2. Con il secondo motivo si deduce nullità della sentenza o del procedimento ex art. 360, comma 1, n. 4) cod. proc. civ. La sentenza viene censurata nella parte in cui ha ignorato la portata sostanziale del titolo esecutivo emesso dalla Corte d’Appello di Catania – Sez. Prima Penale, con sentenza n. 338 del 2013: nella parte dispositiva di detta sentenza, la cui portata precettiva va individuata tenendo conto anche della motivazione, si ordina la demolizione del manufatto abusivo e la riduzione in pristino dello stato dei luoghi, a titolo di risarcimento del danno in forma specifica. Sotto altro profilo, la ricorrente censura la pronuncia per avere omesso di decidere in merito al rispetto delle distanze, posto che il manufatto abusivo veniva realizzato in zona “E1” (area agricola) del PRG, senza il rispetto della distanza di metri 7,50 dal confine.
Il motivo è in parte infondato e in parte inammissibile.
In tema di giudizio di opposizione all’esecuzione o agli atti esecutivi, l’interpretazione del titolo esecutivo giudiziale compete al giudice dell’esecuzione e, in caso di opposizione ex art. 615 c.p.c., al giudice dell’opposizione, che ne individua la portata precettiva sulla base del dispositivo e della motivazione. La sentenza che decide sull’appello in ordine a tale questione è, a sua volta, ricorribile per cassazione per motivi concernenti l’interpretazione fornita dal giudice del merito circa l’accertamento compiuto e l’ordine impartito dal giudice della cognizione nella sentenza della cui esecuzione si tratta, la cui disamina non attribuisce, tuttavia, a questa Corte il potere di valutarne direttamente il contenuto, bensì solamente quello di stabilire se l’interpretazione della sentenza è conforme ai principi che regolano tale giudizio, nonché funzionale alla concreta attuazione del comando in essa contenuto (Cass. Sez. 3, Sentenza n. 10806 del 05/06/2020, Rv. 658033 – 02; Cass. Sez. 6 – 3, Ordinanza n. 32196 del 2018; Cass. Sez. 3, Sentenza n. 3786 del 14/03/2003, Rv. 561151 – 01).
Nel caso di specie, la censura si limita ad un’interpretazione del titolo alternativa rispetto a quella – congruamente motivata – fornita dal giudice di merito. Di qui l’infondatezza.

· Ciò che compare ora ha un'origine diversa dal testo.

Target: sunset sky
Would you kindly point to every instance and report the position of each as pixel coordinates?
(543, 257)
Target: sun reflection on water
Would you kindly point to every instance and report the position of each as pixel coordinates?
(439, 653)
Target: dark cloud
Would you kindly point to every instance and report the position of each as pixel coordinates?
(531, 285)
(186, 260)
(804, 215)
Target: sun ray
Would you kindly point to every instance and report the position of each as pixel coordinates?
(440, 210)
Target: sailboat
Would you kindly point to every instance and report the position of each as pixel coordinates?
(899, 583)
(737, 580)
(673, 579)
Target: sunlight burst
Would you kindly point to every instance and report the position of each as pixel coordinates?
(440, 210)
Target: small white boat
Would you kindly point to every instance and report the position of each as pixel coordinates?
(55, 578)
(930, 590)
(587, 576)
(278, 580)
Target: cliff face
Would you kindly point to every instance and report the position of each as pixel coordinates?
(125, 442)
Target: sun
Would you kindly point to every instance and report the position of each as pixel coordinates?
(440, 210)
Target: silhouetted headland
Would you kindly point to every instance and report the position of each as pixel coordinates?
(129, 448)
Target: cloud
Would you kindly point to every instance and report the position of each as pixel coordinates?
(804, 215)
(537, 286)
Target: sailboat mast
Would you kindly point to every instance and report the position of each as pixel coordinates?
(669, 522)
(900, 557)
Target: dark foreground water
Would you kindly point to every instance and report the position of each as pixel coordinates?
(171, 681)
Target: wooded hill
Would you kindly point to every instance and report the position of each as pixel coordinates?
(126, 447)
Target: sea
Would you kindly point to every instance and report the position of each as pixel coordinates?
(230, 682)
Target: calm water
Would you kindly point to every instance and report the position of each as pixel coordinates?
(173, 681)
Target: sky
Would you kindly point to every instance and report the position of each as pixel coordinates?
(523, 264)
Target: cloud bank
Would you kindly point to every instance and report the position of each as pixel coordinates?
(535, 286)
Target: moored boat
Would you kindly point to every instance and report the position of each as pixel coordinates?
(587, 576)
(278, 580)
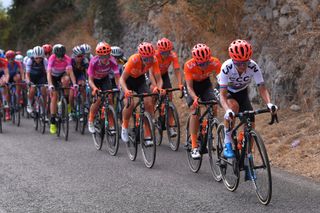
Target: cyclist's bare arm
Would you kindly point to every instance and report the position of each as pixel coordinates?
(190, 89)
(123, 80)
(178, 76)
(264, 93)
(158, 79)
(71, 74)
(223, 98)
(91, 83)
(49, 77)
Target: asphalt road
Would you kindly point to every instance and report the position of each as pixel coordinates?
(43, 173)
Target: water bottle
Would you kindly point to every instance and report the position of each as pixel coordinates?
(59, 107)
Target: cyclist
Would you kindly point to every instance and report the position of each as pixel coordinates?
(133, 79)
(36, 74)
(234, 78)
(87, 50)
(29, 54)
(16, 72)
(197, 73)
(59, 71)
(100, 68)
(4, 79)
(79, 67)
(47, 48)
(166, 56)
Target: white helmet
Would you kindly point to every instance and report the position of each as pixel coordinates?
(19, 58)
(116, 51)
(86, 47)
(78, 50)
(38, 52)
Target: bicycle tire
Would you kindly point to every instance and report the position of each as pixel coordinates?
(148, 151)
(194, 164)
(174, 144)
(229, 168)
(212, 150)
(132, 144)
(112, 134)
(98, 135)
(65, 119)
(263, 193)
(158, 132)
(42, 115)
(36, 114)
(17, 111)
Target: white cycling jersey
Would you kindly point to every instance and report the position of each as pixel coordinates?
(229, 77)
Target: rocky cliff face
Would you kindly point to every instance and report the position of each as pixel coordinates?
(284, 33)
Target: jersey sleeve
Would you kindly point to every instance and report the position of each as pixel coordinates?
(175, 60)
(28, 65)
(257, 74)
(90, 68)
(155, 66)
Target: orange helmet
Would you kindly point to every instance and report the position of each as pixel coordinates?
(10, 54)
(103, 48)
(240, 50)
(146, 49)
(201, 53)
(164, 44)
(47, 48)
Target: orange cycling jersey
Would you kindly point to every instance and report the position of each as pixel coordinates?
(3, 63)
(193, 72)
(165, 63)
(135, 68)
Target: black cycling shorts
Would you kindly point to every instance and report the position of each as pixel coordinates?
(103, 84)
(38, 79)
(203, 89)
(138, 85)
(166, 81)
(242, 97)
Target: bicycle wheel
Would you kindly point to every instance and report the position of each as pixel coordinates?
(98, 136)
(65, 119)
(17, 110)
(132, 144)
(174, 140)
(42, 115)
(148, 150)
(158, 127)
(229, 167)
(36, 114)
(259, 169)
(1, 114)
(212, 150)
(194, 164)
(82, 116)
(112, 131)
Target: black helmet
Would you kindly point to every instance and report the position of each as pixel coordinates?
(59, 50)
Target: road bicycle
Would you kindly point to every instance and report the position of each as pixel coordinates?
(167, 118)
(106, 123)
(140, 121)
(250, 156)
(206, 139)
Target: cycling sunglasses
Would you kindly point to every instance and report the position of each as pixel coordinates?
(104, 56)
(203, 64)
(165, 53)
(147, 59)
(240, 63)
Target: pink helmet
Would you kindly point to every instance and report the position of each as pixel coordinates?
(240, 50)
(146, 49)
(201, 53)
(164, 44)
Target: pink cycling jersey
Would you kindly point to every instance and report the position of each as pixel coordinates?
(97, 70)
(57, 66)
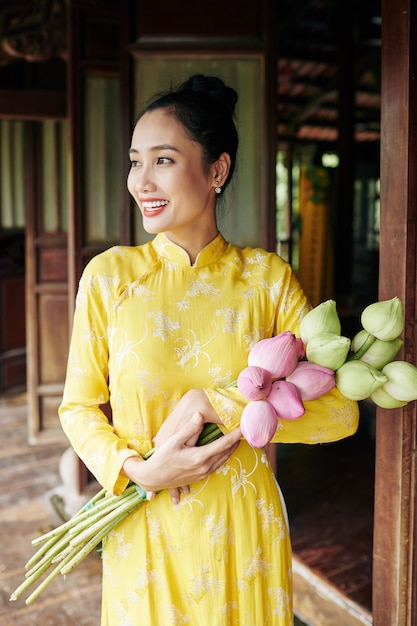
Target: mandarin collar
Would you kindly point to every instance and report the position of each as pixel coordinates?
(169, 250)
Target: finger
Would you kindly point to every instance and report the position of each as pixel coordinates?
(174, 495)
(191, 429)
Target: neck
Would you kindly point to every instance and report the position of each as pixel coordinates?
(193, 246)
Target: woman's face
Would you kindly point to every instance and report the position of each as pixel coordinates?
(174, 190)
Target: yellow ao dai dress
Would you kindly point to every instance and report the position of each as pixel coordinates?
(148, 327)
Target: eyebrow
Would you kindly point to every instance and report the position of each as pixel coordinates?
(163, 146)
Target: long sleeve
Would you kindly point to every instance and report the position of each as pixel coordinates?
(86, 387)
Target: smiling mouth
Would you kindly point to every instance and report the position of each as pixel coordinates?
(154, 205)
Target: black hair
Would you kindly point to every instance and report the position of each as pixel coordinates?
(205, 107)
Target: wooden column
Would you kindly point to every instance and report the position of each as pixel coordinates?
(395, 536)
(345, 144)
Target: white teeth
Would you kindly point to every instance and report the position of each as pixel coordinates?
(154, 205)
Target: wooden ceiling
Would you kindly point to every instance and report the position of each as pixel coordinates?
(328, 61)
(328, 50)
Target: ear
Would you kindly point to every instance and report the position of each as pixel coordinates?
(220, 169)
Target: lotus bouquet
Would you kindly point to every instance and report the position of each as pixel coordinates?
(284, 371)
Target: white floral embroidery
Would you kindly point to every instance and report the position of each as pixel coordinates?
(256, 565)
(203, 582)
(232, 319)
(164, 325)
(218, 377)
(269, 519)
(175, 615)
(273, 290)
(197, 289)
(191, 350)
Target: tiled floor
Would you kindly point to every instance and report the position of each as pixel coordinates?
(26, 475)
(330, 516)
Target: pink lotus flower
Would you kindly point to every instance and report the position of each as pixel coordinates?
(301, 348)
(286, 400)
(312, 380)
(254, 382)
(278, 355)
(258, 423)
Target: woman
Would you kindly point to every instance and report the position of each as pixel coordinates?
(160, 330)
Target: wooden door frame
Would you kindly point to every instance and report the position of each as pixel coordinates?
(395, 522)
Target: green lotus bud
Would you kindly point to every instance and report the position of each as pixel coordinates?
(384, 320)
(328, 349)
(357, 380)
(322, 318)
(401, 380)
(385, 401)
(367, 348)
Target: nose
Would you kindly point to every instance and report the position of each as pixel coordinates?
(144, 181)
(140, 180)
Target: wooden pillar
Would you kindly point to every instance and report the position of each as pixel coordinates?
(344, 215)
(395, 534)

Il tema della violazione delle distanze (introdotto a pag. 15 del ricorso) non è trattato nella sentenza impugnata e la ricorrente non fornisce elementi per verificare la sua rituale proposizione nel giudizio di gravame.
Trova pertanto applicazione il principio, costantemente ricorrente nella giurisprudenza di legittimità, secondo cui ove una determinata questione giuridica – che implichi un accertamento di fatto – non risulti trattata in alcun modo nella sentenza impugnata, il ricorrente che proponga detta questione in sede di legittimità ha l’onere, al fine
di evitare una statuizione di inammissibilità per novità della censura, non solo di allegarne l’avvenuta deduzione innanzi al giudice di merito, ma anche di indicare in quale atto del giudizio precedente vi abbia provveduto, onde dare modo alla Corte di cassazione di controllare “ex actis” la veridicità di tale asserzione prima di esaminare nel merito la questione stessa (tra le tante, Sez. 2 -, Ordinanza n. 2038 del 24/01/2019; Sez. 2, Ordinanza n. 29742 del 2024).

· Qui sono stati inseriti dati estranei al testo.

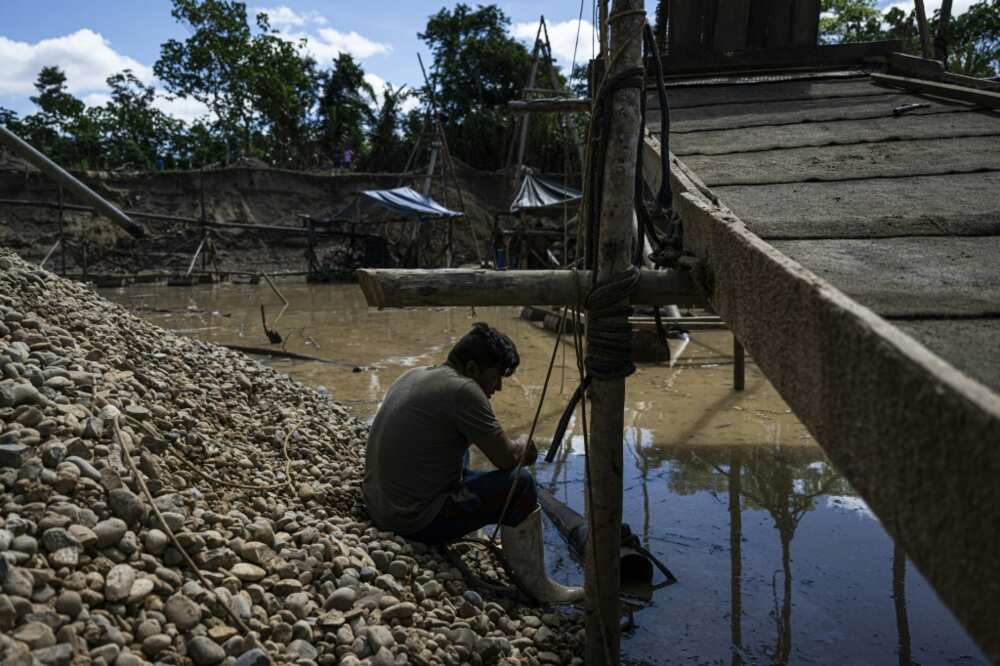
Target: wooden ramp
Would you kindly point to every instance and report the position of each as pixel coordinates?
(855, 251)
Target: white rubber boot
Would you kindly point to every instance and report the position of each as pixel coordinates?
(525, 552)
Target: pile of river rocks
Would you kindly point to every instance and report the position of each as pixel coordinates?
(88, 572)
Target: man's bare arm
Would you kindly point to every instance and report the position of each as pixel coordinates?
(505, 454)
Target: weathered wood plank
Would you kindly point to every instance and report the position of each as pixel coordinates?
(779, 23)
(905, 64)
(834, 163)
(805, 22)
(908, 277)
(914, 436)
(893, 128)
(768, 93)
(985, 98)
(418, 288)
(971, 345)
(923, 206)
(731, 116)
(685, 26)
(840, 55)
(731, 25)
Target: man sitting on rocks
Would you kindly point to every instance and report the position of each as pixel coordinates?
(416, 483)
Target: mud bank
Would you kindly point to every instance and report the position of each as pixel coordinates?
(252, 195)
(290, 571)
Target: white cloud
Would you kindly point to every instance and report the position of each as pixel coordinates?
(187, 110)
(322, 43)
(563, 37)
(86, 57)
(958, 7)
(285, 17)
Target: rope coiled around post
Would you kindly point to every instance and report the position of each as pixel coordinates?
(609, 334)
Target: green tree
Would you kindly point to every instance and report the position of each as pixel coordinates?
(137, 133)
(973, 40)
(478, 69)
(388, 152)
(59, 115)
(214, 65)
(849, 21)
(345, 108)
(285, 93)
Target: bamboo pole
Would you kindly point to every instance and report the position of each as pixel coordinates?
(925, 34)
(392, 288)
(614, 255)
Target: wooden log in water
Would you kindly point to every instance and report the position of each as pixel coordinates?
(385, 288)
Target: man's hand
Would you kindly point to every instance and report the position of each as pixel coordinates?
(530, 454)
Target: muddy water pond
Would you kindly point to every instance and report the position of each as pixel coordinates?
(778, 561)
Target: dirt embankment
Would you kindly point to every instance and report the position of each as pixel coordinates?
(243, 194)
(253, 476)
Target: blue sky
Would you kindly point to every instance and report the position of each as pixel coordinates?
(92, 39)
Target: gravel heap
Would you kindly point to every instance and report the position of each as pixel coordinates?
(88, 570)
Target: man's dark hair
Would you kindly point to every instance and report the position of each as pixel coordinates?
(488, 347)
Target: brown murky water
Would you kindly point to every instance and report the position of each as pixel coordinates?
(778, 560)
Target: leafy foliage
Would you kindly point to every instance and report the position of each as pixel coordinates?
(267, 98)
(478, 69)
(972, 39)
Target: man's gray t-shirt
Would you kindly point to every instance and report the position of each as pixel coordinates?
(417, 443)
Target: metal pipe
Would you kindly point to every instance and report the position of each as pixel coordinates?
(20, 147)
(637, 570)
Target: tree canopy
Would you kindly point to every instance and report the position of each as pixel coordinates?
(267, 98)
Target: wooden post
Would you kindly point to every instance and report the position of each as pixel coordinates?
(614, 255)
(62, 236)
(739, 365)
(941, 39)
(925, 35)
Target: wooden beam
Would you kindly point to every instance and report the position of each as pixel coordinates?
(925, 34)
(552, 104)
(731, 26)
(984, 98)
(615, 243)
(914, 436)
(905, 64)
(839, 55)
(397, 288)
(805, 22)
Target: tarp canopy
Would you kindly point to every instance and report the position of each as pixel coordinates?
(403, 201)
(537, 192)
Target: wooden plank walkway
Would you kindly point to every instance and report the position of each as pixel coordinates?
(856, 254)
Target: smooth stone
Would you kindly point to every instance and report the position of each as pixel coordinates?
(69, 603)
(254, 657)
(118, 583)
(35, 635)
(204, 651)
(342, 599)
(182, 611)
(248, 572)
(126, 505)
(155, 644)
(109, 532)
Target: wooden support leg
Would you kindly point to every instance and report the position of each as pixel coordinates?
(739, 365)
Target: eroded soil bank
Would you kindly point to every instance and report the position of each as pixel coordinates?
(778, 560)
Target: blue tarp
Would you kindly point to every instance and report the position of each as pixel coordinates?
(402, 200)
(537, 192)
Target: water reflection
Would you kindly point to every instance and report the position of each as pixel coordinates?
(787, 598)
(772, 548)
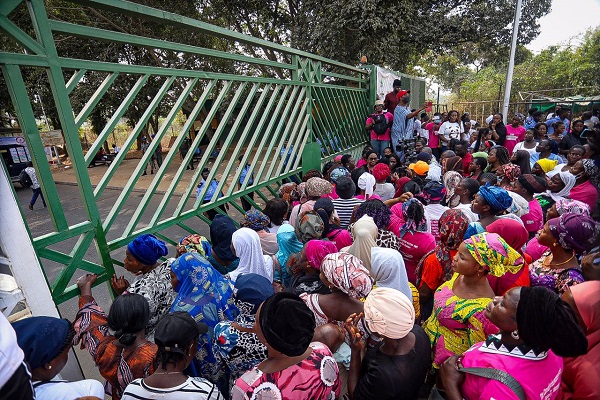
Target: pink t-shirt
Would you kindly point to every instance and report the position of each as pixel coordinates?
(533, 220)
(539, 376)
(513, 136)
(413, 247)
(386, 136)
(434, 140)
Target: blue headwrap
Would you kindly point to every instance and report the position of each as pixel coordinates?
(147, 249)
(496, 197)
(41, 338)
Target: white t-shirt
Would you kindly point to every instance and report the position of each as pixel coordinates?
(433, 213)
(466, 209)
(450, 130)
(521, 146)
(63, 390)
(384, 190)
(192, 389)
(11, 355)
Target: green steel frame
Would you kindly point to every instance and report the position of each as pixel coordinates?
(315, 113)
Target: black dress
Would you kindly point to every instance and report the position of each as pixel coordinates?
(395, 377)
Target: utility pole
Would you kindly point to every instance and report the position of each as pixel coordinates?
(511, 61)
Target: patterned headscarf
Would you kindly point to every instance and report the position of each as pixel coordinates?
(492, 252)
(367, 182)
(453, 226)
(592, 170)
(194, 244)
(575, 232)
(510, 171)
(317, 187)
(309, 226)
(496, 197)
(519, 205)
(348, 274)
(414, 217)
(316, 250)
(256, 220)
(564, 206)
(547, 164)
(451, 181)
(337, 173)
(289, 192)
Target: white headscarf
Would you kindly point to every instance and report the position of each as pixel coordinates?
(388, 270)
(389, 313)
(246, 243)
(364, 234)
(569, 181)
(367, 182)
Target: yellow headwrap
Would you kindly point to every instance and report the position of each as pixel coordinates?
(492, 252)
(547, 164)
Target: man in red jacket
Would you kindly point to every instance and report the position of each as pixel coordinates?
(391, 99)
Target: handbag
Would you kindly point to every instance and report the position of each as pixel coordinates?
(489, 373)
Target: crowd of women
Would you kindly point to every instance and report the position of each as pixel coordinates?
(439, 279)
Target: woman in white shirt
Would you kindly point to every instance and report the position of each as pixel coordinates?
(450, 129)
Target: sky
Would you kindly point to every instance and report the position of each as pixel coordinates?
(566, 23)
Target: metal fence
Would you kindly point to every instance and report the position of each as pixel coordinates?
(281, 116)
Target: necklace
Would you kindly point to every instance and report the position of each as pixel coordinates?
(557, 264)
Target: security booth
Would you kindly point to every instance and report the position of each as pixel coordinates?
(15, 155)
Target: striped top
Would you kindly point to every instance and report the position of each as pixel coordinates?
(192, 389)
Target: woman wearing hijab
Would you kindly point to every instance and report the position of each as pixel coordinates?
(387, 269)
(537, 329)
(566, 237)
(515, 235)
(235, 341)
(205, 294)
(259, 222)
(562, 206)
(366, 184)
(306, 271)
(289, 245)
(586, 174)
(508, 174)
(331, 224)
(451, 181)
(246, 245)
(383, 218)
(415, 241)
(458, 320)
(396, 367)
(581, 374)
(435, 267)
(559, 187)
(117, 341)
(489, 203)
(46, 342)
(314, 188)
(193, 243)
(221, 257)
(349, 282)
(152, 278)
(295, 367)
(364, 232)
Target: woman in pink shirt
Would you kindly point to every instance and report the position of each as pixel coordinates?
(537, 328)
(515, 133)
(585, 172)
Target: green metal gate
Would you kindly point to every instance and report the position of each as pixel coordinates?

3. In definitiva, il ricorso va respinto.
Le spese del giudizio di cassazione, liquidate come da dispositivo, seguono la soccombenza.

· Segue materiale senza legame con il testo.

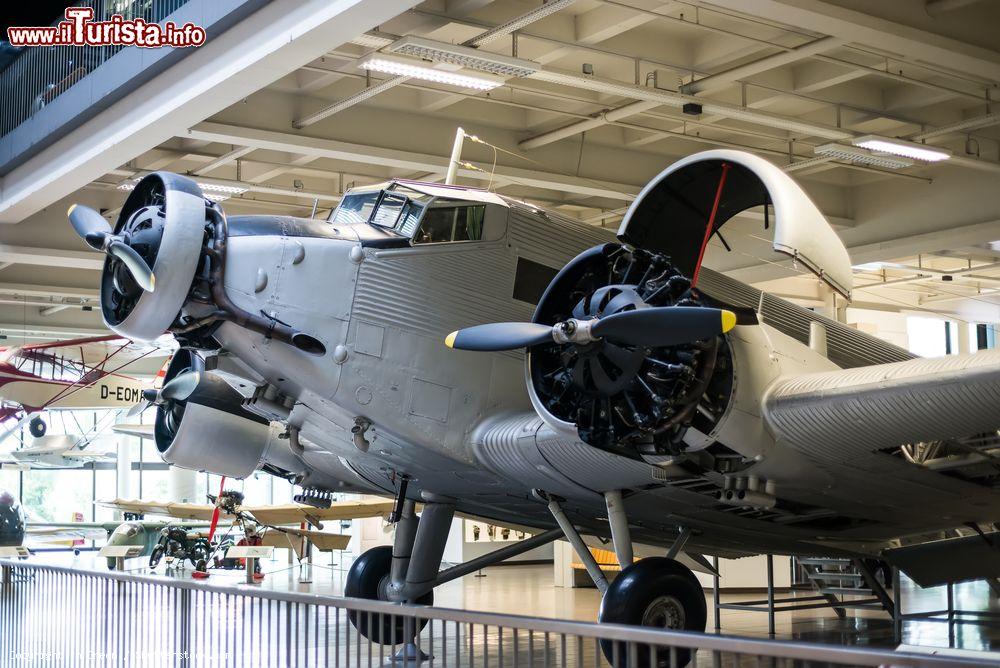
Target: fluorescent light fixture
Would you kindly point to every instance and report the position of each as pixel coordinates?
(861, 156)
(974, 123)
(463, 56)
(902, 147)
(518, 22)
(403, 67)
(878, 265)
(214, 191)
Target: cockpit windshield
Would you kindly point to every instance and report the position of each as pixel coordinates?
(420, 216)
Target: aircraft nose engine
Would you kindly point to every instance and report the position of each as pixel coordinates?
(11, 520)
(165, 265)
(622, 348)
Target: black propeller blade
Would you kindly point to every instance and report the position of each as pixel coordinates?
(664, 325)
(655, 327)
(96, 231)
(181, 387)
(90, 225)
(500, 336)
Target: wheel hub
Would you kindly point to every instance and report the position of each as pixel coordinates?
(665, 612)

Va dato dato atto, ai sensi dell’art. 13, comma 1-quater D.P.R. n. 115 del 2002, della sussistenza dei presupposti processuali per il versamento, da parte della ricorrente, di un ulteriore importo a titolo di contributo unificato pari a quello previsto per il ricorso, a norma dell’art. 13, comma 1-bis, del D.P.R. n. 115 del 2002, se dovuto.
P.Q.M.
La Corte rigetta il ricorso e condanna la ricorrente al pagamento delle spese del giudizio di legittimità, in favore del controricorrente, che liquida in Euro. 3.000,00 per compensi, oltre ad Euro. 200,00 per esborsi e agli accessori di legge nella misura del 15%.
Sussistono i presupposti processuali per il versamento, da parte della ricorrente, di un ulteriore importo a titolo di contributo unificato pari a quello previsto per il ricorso, a norma dell’art. 13, comma 1-bis, del D.P.R. n. 115 del 2002, se dovuto.
Così deciso in Roma, l’11 settembre 2024.
Depositato in cancelleria il 18 febbraio 2025.